11代目うたのお兄さん、横山だいすけは3月30日の放送をもって同番組を“卒業”することになり、12代目うたのお兄さんには花田ゆういちろうが就任する。

どことなく“オフロスキー”に似た顔立ち(?)のゆういちろうお兄さんは、だいすけお兄さんと同じ国立音楽大学(声楽専攻)を卒業。2017年1月に文学座附属演劇研究所を卒業。12月生まれで、現在27歳との情報がある。

これまでに舞台などへの出演経験があり、歌唱力はもちろんのこと、『おかあさんといっしょ』の番組やファミリーコンサートでは年々求められる演技力が高まっているが、そちらも期待できそうだ。

なお、3月30日の放送では、最後にだいすけお兄さん、ゆういちろうお兄さんがそろってスタジオに登場、交代のあいさつが見られる。4月3日からは新キャストでの放送となる。

先日、“ワンワン卒業説”をNHKが公式に否定し、ほっとしたのもつかの間、子ども、ならびに小さな子を持つ親にとってもつらい別れの春となりそうだ。


■エピソードで振り返る、だいすけお兄さん
うたのお兄さんとしては歴代最長記録を樹立しただいすけお兄さんであるが、改めてプロフィールをご紹介しよう。

・横山だいすけ(『おかあさんといっしょ』11代目うたのお兄さん)
1983年5月29日生まれ、千葉県出身。
「おたんじょうびの歌」では「♪5月生まれ」のタイミングで手を挙げているのでご存じの方も多いだろう。在任期間9年という長さは、7代目うたのお兄さん・坂田おさむを超え、歴代1位である。

幼少期から歌に興味を持ち、小学校時代に合唱団に入団。高校時代から「うたのお兄さん」にあこがれ、どうしたらなれるのかを考えていた努力家である。

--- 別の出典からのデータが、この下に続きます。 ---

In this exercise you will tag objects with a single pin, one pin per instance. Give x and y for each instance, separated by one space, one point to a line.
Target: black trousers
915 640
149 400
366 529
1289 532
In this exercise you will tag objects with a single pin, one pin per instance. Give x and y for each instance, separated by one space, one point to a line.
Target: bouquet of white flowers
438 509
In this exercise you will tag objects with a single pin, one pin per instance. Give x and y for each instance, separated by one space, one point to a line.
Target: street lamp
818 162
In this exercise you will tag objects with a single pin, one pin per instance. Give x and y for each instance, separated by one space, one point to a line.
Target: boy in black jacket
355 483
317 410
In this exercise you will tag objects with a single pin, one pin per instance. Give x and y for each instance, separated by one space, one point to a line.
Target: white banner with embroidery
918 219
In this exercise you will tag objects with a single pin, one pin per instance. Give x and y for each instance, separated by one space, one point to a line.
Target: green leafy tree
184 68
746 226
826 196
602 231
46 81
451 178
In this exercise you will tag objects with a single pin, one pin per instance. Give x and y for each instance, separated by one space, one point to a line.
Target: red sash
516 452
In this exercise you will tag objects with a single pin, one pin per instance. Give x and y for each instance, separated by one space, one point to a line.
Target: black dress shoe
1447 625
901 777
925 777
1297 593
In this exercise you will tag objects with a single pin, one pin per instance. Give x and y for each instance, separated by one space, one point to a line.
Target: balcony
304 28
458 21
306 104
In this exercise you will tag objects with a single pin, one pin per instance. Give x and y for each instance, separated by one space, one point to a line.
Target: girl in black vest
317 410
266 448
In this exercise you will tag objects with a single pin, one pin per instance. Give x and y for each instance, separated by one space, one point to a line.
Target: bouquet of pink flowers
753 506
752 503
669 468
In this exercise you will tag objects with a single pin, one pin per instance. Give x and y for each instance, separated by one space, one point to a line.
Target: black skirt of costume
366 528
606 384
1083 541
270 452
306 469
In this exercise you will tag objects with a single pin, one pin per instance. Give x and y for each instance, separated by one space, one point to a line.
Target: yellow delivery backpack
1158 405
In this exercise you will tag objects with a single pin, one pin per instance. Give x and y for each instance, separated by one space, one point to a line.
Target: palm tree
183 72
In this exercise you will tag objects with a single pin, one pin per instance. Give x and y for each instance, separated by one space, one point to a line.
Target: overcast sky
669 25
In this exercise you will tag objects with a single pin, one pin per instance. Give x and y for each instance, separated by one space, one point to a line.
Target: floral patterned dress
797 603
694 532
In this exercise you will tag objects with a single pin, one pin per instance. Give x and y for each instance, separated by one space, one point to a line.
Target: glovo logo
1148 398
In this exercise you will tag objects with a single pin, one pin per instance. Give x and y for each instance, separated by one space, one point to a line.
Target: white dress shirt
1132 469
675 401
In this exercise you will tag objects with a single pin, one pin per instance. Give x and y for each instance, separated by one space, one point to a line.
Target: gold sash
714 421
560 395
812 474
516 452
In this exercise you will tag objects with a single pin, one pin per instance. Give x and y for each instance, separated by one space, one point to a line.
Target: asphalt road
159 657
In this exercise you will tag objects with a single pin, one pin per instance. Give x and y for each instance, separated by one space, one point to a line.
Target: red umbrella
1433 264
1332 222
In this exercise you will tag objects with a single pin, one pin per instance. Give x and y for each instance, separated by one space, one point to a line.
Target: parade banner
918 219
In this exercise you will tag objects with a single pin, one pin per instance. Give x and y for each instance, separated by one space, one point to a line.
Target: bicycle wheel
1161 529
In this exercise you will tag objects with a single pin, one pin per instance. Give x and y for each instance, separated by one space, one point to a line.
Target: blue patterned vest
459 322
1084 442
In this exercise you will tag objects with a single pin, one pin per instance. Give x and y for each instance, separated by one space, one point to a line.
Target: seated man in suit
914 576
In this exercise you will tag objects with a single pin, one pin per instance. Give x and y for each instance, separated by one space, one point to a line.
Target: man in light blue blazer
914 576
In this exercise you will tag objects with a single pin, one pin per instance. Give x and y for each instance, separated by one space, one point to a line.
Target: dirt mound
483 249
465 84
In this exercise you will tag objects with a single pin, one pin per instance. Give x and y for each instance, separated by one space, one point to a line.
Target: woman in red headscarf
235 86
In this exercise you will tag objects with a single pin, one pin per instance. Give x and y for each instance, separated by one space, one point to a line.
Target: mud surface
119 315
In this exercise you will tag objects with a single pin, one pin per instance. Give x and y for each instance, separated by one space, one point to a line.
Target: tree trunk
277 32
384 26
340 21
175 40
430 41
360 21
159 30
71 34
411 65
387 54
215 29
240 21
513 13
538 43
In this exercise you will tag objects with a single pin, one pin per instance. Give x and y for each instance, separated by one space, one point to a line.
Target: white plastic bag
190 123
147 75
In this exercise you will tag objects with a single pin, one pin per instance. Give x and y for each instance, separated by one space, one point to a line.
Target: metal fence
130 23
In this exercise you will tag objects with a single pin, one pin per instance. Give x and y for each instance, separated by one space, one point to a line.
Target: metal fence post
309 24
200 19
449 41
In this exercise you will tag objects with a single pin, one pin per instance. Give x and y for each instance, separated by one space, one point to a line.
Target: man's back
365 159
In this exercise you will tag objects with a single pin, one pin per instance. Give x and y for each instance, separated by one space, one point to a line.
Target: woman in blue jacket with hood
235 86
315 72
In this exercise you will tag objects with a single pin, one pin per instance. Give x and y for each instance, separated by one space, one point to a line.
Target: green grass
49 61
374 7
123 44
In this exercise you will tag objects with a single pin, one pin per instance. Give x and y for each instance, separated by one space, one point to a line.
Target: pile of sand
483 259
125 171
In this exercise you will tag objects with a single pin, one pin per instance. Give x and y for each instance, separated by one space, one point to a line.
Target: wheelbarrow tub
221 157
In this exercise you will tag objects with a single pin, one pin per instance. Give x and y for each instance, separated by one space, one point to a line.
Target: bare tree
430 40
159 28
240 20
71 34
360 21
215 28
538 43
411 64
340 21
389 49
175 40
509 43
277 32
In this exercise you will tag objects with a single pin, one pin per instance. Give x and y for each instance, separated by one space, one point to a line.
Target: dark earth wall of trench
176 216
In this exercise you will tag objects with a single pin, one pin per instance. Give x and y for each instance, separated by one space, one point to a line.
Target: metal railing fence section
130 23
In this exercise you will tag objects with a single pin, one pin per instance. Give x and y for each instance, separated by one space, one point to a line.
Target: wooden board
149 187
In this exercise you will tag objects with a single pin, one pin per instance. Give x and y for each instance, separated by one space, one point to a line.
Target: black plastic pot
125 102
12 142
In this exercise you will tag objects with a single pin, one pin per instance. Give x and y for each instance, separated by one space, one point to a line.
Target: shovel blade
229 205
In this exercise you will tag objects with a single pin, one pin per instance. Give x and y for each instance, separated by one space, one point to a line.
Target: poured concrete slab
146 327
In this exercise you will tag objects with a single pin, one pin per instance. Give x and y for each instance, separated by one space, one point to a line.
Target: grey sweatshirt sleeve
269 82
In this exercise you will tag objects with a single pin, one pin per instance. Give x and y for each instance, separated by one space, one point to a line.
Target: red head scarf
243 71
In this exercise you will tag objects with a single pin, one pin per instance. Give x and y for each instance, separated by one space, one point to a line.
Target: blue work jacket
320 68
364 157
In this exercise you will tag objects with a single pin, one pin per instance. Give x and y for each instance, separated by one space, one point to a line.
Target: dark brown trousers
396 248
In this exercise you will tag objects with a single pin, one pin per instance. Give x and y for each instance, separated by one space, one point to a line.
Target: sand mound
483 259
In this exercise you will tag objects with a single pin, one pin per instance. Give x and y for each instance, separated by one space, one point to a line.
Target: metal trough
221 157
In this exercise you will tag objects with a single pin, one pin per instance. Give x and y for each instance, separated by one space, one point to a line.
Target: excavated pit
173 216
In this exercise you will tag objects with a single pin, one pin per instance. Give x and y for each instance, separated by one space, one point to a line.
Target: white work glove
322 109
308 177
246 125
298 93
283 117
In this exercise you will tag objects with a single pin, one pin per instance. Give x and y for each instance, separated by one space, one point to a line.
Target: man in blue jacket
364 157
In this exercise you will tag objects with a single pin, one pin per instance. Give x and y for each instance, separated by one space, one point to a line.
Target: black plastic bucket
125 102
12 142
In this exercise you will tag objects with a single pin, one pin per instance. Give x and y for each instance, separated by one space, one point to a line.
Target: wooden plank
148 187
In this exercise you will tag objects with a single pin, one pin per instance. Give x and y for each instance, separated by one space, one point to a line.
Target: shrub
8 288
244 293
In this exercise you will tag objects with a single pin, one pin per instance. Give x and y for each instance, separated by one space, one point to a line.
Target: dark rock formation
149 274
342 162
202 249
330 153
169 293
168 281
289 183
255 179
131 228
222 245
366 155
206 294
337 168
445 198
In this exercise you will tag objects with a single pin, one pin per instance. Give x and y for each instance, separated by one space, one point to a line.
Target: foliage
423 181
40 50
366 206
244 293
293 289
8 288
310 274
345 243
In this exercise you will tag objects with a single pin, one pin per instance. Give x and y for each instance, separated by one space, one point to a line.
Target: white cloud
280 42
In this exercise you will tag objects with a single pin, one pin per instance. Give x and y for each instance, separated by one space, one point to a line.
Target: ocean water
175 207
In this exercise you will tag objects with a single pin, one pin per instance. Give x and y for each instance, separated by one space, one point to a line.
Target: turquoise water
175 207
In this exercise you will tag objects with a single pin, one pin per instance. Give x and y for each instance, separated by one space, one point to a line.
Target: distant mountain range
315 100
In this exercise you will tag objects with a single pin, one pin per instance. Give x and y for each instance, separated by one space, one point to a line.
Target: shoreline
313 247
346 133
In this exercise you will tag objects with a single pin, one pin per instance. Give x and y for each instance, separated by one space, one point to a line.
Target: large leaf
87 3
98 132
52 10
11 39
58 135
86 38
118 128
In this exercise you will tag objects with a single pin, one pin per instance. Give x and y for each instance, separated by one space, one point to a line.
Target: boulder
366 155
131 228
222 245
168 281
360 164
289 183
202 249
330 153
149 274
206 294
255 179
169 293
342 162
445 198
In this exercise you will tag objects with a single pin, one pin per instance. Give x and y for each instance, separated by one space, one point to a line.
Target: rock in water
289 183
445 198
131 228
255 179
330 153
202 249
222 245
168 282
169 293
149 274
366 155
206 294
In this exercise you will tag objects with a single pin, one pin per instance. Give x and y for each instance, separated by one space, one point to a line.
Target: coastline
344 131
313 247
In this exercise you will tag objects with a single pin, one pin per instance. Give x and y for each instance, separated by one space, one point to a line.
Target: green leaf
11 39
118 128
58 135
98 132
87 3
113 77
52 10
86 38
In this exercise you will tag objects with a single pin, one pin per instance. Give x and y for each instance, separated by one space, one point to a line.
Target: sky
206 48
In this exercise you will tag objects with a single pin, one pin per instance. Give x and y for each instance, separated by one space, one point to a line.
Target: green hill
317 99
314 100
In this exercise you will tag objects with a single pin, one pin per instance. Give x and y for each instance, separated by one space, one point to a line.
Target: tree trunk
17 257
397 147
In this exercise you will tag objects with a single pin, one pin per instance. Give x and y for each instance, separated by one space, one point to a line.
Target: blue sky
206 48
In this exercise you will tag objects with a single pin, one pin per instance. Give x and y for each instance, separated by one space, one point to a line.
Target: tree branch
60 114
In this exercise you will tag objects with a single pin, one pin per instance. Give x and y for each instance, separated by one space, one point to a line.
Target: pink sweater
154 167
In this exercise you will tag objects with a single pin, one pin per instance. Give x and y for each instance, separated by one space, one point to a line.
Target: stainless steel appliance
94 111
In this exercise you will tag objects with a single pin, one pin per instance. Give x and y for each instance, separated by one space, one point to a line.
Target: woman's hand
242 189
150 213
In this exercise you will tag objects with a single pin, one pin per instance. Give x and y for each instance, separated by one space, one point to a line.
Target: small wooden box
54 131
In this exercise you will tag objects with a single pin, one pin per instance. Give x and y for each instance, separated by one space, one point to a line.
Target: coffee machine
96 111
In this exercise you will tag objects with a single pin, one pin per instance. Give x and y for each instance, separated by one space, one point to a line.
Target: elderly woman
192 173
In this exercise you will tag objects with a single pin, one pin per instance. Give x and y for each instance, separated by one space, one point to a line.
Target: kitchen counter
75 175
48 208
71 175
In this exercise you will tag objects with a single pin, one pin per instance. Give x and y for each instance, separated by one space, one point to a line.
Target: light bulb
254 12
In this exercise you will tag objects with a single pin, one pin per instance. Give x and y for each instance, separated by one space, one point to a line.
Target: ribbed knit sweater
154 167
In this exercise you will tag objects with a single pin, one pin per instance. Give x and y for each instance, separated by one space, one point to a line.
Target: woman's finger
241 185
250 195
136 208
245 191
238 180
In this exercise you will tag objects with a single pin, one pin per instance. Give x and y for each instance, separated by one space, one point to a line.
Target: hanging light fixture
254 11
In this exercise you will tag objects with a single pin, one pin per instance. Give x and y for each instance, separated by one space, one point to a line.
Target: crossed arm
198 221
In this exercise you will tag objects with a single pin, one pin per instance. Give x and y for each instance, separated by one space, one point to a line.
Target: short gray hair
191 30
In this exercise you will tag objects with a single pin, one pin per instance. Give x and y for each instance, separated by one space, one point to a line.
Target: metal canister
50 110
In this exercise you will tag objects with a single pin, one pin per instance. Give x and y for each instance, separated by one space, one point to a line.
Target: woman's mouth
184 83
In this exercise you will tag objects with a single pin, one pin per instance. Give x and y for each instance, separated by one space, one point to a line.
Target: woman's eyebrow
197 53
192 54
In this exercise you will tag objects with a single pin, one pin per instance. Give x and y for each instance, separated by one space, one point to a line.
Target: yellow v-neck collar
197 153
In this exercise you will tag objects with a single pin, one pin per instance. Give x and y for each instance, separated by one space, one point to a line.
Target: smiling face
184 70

国立音楽大学を卒業し、うたのおにいさんになれる足がかりになれば、と劇団四季に所属。「うたのお兄さんのオーディションがあったらしい」という話をきいて、ダメ元でNHKに電話したところ、一次オーディションの追加募集を知り、そこから這い上がったという強運の持ち主である。
横山だいすけ (11代目うたのお兄さん)|国立音楽大学
http://www.kunitachi.ac.jp/introduction/kunion_cafe/interview/50on/ya/yokoyamadaisuke.html

■かぞえてんぐフォーエバー
だいすけお兄さんのヒットキャラクターといえば、水曜日に登場する「かぞえてんぐ」であろう。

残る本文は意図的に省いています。